German Finance Minister Olaf Scholz is working on a budget for next year that would see Berlin take on net new debt of at least €80bn to fund more measures in the fight against the coronavirus pandemic, a source familiar with the matter said yesterday.
The move underlines Mr Scholz’s determination to move Germany further away from its former image as Europe’s austerity champion and cement Berlin’s new role as the biggest spender in the eurozone’s struggle to recover from the Covid-19 pandemic.
The exact debt figure for 2021 is still subject to negotiations within Chancellor Angela Merkel’s conservative-led coalition government, but Mr Scholz is trying to avoid net new debt exceeding €100bn in 2021, the source told Reuters.
The step will require another suspension of Germany’s constitutionally-enshrined debt limits after Berlin already abandoned them this year, though Mr Scholz is determined to stick to the fiscal rules from 2022 onwards, the source added.
A finance ministry spokesman declined to comment.
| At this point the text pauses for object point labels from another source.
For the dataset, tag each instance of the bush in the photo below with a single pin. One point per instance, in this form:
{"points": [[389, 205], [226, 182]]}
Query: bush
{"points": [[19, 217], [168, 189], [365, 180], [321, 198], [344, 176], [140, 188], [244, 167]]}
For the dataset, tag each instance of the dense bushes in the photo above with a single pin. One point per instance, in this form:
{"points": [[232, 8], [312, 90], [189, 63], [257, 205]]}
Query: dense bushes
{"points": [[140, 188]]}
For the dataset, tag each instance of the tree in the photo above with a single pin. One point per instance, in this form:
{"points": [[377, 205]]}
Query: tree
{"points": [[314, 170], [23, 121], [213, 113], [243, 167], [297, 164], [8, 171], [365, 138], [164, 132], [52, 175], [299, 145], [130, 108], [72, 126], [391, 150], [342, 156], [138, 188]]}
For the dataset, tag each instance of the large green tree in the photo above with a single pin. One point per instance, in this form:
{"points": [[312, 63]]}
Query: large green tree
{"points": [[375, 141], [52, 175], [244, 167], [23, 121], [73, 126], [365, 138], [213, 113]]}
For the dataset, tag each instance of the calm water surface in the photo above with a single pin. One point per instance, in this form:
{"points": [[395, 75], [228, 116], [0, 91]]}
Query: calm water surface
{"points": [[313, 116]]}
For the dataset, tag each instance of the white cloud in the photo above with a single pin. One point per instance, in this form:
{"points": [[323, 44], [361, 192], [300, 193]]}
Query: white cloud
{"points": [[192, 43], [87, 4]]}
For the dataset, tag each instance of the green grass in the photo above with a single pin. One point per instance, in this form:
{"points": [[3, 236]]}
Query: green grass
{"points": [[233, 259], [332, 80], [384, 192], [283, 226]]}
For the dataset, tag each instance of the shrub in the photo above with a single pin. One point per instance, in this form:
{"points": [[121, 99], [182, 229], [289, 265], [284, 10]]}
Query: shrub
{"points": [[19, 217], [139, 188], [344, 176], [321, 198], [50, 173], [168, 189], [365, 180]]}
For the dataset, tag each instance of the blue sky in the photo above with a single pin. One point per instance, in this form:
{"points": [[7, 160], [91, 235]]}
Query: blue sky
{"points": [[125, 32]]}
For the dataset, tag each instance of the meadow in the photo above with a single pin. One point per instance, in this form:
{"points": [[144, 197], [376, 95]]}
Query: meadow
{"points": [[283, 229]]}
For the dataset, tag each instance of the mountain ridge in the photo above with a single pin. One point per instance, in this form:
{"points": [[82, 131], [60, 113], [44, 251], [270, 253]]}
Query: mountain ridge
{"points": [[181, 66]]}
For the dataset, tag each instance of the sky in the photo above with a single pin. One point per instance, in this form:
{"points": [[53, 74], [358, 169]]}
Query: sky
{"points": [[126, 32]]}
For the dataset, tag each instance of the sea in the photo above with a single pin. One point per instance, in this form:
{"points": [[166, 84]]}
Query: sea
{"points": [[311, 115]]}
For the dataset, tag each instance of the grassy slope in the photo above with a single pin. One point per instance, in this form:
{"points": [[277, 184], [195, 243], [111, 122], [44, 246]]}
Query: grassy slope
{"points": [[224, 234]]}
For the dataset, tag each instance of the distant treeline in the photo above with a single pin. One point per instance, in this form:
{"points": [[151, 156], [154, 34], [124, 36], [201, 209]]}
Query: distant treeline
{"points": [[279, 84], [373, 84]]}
Mr Scholz asked parliament this year to suspend the debt brake in the constitution and allow the federal government to take on record new borrowing of some €218bn.
This means that Germany’s combined net new debt for 2020 and 2021 in the coronavirus pandemic could surge above €300bn.
Officials have said Germany expects its debt-to-GDP ratio to jump to around 77pc in 2020 from just below 60pc in 2019.
The overall public sector budget deficit is seen reaching 7.25pc of GDP this year after a budget surplus of 1.5pc last year.
The finance ministry plans to update its tax revenue estimates next week.
This will be followed by Mr Scholz’s proposal for the federal government’s budget in 2021 which the cabinet is expected to pass on September 23. Covid has seen all governments spend more.